The president of the association, Jim Quick, has pointed out that Canada does not follow the growth of the sector and the innovation compared to other countries such as France, Germany and the United States, where long-term strategies have been put in place.
The Great Britain target of 10% of the space market world by 12 years, said Mr. Quick. Luxembourg has the objective of mining exploration in the area by going to extract rare and precious metals on asteroids.
The aerospace industry is the manufacturing sector with the most investments related to innovation in Canada with more than $ 1.8 billion spent on research and development in 2017, or nearly one-quarter of total spending, according to the association.
According to Mr. Quick, the new initiative, called Vision 2025, will try to convince Ottawa to include in its budget next year a long-term plan for the aerospace industry, in parallel to its commitment to provide a cutting-edge robotics at the gateway Lunar, described as a canadian arm of the third generation.
Mr.
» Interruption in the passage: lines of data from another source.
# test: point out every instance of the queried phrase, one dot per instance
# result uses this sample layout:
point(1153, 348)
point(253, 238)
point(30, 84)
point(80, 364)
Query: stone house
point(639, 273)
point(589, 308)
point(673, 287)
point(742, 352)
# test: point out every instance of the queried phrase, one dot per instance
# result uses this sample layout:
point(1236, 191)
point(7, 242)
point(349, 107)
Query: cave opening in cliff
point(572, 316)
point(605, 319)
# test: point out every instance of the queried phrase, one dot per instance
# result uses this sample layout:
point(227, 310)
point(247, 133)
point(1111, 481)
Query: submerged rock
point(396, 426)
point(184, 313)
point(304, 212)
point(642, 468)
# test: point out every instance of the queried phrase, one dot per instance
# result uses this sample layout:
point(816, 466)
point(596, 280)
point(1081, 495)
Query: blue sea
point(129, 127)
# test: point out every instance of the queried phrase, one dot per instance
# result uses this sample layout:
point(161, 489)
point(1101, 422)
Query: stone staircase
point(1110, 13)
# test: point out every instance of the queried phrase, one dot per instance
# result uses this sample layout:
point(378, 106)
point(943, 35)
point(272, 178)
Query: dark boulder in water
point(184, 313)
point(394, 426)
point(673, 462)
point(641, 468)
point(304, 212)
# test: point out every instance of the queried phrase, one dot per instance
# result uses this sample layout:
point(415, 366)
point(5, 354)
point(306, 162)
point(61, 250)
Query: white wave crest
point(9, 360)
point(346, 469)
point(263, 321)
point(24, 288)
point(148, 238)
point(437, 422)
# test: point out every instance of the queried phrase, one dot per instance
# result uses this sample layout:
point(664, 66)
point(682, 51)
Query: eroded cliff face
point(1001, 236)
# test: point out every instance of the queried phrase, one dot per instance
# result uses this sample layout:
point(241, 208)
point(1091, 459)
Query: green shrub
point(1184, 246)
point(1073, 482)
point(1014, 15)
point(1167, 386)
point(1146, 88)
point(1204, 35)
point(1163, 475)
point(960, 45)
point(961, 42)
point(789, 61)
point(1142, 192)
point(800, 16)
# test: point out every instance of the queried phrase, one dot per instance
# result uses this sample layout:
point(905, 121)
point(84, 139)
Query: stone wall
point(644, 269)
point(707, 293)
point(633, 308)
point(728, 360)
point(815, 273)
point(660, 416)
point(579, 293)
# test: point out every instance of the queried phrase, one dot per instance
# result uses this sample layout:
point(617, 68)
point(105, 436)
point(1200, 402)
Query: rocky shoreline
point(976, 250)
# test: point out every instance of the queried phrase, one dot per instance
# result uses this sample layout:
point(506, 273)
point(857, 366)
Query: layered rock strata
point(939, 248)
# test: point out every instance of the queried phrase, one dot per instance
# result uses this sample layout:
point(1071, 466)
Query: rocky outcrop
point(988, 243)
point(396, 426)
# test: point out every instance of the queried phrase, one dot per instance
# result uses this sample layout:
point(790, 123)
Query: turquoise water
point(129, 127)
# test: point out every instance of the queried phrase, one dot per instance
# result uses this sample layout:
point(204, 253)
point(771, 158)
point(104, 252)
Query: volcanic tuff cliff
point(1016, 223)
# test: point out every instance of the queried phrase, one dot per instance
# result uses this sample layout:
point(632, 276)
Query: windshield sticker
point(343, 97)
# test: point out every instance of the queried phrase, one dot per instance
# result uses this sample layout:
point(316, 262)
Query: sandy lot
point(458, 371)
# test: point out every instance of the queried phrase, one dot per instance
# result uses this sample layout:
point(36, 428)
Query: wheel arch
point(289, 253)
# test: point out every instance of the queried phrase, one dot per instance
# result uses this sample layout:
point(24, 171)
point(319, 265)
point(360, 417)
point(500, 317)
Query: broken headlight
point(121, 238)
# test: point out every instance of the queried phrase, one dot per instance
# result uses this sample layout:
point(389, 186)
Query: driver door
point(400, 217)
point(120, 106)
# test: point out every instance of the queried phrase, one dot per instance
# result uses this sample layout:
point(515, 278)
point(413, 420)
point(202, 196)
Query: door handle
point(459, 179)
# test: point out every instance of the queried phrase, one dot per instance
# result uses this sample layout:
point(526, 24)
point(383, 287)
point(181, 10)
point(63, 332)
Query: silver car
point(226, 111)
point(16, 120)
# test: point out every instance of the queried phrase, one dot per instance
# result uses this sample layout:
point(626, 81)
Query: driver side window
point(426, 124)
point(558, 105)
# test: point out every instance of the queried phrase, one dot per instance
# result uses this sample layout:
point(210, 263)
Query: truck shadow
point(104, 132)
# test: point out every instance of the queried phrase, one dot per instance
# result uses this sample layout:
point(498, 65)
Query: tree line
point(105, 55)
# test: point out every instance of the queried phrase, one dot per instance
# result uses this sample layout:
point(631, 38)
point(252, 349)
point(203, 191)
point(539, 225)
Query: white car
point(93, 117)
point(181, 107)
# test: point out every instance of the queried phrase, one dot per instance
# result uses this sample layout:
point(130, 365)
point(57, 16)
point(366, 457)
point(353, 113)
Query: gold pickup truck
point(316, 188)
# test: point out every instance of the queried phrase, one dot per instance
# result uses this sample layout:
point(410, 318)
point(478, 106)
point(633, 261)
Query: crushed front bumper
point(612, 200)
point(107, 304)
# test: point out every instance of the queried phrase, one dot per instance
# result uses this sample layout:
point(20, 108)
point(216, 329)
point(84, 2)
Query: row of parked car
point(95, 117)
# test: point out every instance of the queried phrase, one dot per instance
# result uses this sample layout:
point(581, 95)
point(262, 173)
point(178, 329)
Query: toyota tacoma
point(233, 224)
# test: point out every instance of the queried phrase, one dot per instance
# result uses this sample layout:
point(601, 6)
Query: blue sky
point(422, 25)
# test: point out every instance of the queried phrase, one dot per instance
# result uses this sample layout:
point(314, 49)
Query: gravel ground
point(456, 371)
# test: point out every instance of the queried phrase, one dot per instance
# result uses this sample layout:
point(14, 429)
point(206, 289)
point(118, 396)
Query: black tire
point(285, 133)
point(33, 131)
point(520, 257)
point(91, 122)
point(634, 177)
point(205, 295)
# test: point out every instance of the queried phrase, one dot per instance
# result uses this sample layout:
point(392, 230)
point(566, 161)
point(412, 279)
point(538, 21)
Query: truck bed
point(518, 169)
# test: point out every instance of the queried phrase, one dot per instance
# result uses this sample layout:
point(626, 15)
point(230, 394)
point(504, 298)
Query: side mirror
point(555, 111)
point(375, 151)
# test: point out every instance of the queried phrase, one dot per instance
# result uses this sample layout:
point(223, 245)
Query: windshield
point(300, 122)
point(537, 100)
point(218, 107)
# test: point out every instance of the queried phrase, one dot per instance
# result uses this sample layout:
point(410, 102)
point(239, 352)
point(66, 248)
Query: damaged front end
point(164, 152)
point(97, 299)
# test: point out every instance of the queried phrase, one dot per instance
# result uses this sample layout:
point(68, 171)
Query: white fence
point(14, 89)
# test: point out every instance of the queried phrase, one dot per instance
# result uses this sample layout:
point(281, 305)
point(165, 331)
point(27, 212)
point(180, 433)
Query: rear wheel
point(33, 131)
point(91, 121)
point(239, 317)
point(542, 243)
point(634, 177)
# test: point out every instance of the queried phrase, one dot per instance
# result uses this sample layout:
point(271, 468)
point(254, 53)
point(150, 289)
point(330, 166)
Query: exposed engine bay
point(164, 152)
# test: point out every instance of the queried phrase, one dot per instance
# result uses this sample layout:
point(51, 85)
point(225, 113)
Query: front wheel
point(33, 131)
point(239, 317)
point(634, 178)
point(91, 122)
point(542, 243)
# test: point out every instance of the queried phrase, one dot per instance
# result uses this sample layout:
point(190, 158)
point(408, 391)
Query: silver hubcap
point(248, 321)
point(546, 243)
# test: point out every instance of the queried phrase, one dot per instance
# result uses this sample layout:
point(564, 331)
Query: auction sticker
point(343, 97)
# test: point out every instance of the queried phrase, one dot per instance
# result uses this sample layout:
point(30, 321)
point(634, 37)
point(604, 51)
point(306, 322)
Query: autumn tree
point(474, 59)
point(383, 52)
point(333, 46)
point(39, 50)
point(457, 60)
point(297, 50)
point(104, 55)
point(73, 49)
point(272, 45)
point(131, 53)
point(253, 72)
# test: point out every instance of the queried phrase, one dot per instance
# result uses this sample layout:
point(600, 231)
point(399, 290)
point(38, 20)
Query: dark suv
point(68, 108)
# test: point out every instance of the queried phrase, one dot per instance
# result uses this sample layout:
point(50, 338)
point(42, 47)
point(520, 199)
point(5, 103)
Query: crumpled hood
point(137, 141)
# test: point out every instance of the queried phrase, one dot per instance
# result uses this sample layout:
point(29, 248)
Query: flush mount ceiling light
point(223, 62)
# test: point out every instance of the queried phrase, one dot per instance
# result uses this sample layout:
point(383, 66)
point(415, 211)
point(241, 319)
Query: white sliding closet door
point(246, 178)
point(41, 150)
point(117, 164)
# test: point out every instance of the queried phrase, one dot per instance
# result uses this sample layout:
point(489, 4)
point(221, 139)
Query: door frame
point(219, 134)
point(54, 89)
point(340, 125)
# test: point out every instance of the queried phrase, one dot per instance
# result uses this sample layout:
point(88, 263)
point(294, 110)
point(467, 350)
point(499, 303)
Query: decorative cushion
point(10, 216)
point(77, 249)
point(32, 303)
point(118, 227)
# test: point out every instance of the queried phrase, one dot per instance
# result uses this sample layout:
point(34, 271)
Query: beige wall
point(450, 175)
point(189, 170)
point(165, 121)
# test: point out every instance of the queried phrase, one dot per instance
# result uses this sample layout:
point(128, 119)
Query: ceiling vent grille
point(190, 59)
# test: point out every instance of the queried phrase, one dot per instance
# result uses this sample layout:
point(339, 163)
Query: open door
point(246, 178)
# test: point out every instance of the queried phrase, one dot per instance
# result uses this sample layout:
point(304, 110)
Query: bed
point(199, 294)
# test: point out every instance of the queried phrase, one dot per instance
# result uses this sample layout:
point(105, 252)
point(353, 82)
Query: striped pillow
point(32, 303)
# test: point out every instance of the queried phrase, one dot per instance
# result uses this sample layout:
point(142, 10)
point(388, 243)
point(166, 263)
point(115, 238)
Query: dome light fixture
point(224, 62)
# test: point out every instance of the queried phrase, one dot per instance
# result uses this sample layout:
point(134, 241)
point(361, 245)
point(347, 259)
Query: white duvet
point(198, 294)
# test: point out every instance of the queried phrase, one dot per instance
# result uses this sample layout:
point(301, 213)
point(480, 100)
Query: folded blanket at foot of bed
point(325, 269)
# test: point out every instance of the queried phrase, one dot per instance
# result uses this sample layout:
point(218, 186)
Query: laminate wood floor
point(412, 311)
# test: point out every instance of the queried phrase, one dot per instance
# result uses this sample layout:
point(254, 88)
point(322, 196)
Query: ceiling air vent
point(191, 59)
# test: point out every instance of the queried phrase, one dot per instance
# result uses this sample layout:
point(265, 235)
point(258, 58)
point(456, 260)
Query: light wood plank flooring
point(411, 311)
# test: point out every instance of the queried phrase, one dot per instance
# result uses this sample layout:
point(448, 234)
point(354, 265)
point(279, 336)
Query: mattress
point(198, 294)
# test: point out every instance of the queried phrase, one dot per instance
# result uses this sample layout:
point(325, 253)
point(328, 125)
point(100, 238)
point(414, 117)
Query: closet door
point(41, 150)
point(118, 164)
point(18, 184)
Charest will direct exchanges between representatives of the government and industry in several cities, including Toronto, Montreal, Vancouver and Halifax, and will oversee the drafting of a report on the priorities of the aerospace industry.
The ex-politician, who was also a minister at the federal level, has said that he wanted the sector continues to succeed, “despite the risks and uncertainty on a global scale”.
Canada’s investments in the aerospace sector, expressed as a percentage of gross domestic product, has dropped to 18th place among the different countries, so that they fell into eighth place in 1992, according to the association. Employment in the manufacturing sector decreased by 5% since 2012.
The Canada placement on the fifth-largest aerospace industry in the world, providing almost $ 25 billion to the canadian economy, and almost 190,000 jobs by 2017, according to data from the association.